The university must evaluate the impact of such actions not just solely on the environment but to fair up with its constituents. Safety is of paramount importance, but hopefully not at the expense of VSU’s identity and integrity. If native trees are removed, they should be replaced with more manageable species to preserve VSU's green identity—a hallmark of its essence. Alternatively, the university should offer more support to the way that they are cut to ensure that they are, at the very least, properly done. 


Lastly, encouraging the stakeholders, faculty, staff, and the student body to actively participate in the discussion of tree pruning projects can raise awareness about the significance of tree maintenance and environmental responsibility. A holistic approach involving everyone that is on campus must be prioritized. Campus-wide engagement in educational programs, workshops, and volunteer opportunities can foster involvement in tree care initiatives in the long run, so much so that not only environmental science and forestry students would get involved. 
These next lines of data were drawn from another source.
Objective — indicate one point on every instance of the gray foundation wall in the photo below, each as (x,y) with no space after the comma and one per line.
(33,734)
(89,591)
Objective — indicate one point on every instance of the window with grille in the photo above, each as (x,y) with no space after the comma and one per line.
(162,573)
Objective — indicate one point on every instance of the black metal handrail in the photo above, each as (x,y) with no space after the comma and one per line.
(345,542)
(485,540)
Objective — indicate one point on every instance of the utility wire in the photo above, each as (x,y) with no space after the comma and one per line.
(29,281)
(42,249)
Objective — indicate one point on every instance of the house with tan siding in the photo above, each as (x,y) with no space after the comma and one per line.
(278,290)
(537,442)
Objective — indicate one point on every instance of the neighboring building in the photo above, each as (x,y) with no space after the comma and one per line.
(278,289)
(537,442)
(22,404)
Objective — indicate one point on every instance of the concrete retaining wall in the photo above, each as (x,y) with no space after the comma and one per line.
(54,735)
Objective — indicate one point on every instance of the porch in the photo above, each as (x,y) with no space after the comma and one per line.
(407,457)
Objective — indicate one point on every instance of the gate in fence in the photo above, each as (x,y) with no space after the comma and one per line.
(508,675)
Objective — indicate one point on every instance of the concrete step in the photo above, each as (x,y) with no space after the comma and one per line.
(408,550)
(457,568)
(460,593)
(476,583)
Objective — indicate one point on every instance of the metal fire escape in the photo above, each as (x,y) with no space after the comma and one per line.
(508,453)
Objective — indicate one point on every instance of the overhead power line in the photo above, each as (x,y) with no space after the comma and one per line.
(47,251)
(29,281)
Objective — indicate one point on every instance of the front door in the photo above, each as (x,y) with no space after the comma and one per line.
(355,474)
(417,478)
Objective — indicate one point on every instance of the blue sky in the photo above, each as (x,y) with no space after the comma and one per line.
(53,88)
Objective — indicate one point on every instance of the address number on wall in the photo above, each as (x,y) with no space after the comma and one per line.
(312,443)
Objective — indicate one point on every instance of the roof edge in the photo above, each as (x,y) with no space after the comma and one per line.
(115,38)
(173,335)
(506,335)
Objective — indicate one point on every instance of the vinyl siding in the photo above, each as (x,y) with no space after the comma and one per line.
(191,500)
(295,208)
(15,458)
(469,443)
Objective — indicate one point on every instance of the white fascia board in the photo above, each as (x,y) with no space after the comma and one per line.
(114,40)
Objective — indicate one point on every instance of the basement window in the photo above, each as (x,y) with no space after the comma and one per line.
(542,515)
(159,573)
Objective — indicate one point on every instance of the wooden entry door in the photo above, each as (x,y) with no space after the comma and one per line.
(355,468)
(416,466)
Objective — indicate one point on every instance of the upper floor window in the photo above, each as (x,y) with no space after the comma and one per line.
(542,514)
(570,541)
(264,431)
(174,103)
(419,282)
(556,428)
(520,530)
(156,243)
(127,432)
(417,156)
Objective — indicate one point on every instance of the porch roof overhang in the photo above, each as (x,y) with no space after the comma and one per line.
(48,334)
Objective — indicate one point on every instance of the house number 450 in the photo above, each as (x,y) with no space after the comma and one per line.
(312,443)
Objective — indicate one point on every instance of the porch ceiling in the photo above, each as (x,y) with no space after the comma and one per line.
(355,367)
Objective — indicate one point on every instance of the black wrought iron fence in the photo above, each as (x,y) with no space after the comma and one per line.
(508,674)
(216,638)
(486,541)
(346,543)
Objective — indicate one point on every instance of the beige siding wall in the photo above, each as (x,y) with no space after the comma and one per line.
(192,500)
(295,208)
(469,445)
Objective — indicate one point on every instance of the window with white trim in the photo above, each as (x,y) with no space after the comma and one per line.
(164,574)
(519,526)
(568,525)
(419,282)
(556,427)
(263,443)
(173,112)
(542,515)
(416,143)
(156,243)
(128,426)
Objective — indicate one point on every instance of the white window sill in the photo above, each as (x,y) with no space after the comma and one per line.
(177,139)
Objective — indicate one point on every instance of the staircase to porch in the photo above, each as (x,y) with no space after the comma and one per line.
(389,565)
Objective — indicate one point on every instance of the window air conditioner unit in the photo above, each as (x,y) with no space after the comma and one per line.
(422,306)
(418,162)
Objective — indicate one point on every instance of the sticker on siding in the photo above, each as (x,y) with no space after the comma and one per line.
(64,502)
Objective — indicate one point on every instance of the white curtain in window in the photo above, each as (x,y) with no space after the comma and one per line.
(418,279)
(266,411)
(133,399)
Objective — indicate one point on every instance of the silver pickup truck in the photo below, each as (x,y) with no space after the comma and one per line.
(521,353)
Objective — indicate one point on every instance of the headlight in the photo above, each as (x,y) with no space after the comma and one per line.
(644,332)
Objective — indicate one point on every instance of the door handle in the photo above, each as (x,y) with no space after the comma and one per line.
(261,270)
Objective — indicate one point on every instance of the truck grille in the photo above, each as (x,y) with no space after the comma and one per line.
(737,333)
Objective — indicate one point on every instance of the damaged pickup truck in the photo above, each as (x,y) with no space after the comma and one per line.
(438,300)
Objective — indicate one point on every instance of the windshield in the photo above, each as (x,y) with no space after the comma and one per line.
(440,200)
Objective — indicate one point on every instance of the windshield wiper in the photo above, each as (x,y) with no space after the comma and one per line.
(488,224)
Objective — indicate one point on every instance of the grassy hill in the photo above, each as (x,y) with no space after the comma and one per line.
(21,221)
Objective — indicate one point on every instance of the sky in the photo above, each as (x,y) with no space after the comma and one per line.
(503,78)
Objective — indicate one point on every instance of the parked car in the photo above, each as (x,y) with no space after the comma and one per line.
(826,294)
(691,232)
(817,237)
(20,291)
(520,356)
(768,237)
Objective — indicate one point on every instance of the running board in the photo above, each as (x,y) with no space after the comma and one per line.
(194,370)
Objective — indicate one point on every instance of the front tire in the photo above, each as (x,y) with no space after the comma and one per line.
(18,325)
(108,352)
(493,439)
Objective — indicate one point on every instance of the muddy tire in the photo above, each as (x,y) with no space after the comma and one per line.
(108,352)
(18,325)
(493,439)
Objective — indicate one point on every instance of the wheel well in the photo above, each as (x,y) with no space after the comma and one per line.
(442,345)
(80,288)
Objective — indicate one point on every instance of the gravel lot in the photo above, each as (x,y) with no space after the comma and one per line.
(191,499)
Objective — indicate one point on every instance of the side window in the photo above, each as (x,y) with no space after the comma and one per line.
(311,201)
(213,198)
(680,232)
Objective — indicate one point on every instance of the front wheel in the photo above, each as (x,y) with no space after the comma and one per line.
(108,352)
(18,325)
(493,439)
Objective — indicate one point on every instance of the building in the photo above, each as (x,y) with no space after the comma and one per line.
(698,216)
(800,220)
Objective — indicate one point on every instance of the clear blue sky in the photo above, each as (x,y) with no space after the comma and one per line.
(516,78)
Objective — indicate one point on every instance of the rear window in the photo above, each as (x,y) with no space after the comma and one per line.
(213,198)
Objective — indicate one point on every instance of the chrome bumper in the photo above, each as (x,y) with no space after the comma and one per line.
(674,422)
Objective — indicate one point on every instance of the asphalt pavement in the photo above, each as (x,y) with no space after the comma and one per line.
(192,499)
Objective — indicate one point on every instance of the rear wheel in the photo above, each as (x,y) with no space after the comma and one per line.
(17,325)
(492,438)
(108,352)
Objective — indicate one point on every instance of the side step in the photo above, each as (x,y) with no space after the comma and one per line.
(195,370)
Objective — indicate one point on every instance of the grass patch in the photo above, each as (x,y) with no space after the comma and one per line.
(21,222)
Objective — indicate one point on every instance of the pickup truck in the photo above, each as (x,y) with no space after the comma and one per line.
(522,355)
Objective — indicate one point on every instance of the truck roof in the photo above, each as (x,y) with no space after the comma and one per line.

We could only hope that the next VSU President would critically assess the conditions of the Eco Park and the trees near the walkway slope from DALL, DPSS, to DTHM—and find ways to meet a middle ground—where it would still embody its identity of a green university, honoring the visions of the presidents that came before, while still maintaining proper safety precautions, and answering to the calls of every Viscan as to why and how these actions need to be done in the first place.


As stewards of our university's green legacy, we cannot just turn a blind eye while trees are being cut from left to right. While we may not rescue every tree from its eventual demise, we must confront this pressing issue head-on and demand accountability. Cutting trees indiscriminately contradicts our commitment to environmental conservation. It's time to safeguard our campus greenery with purpose and passion, lest we betray the very essence of VSU's environmental pride.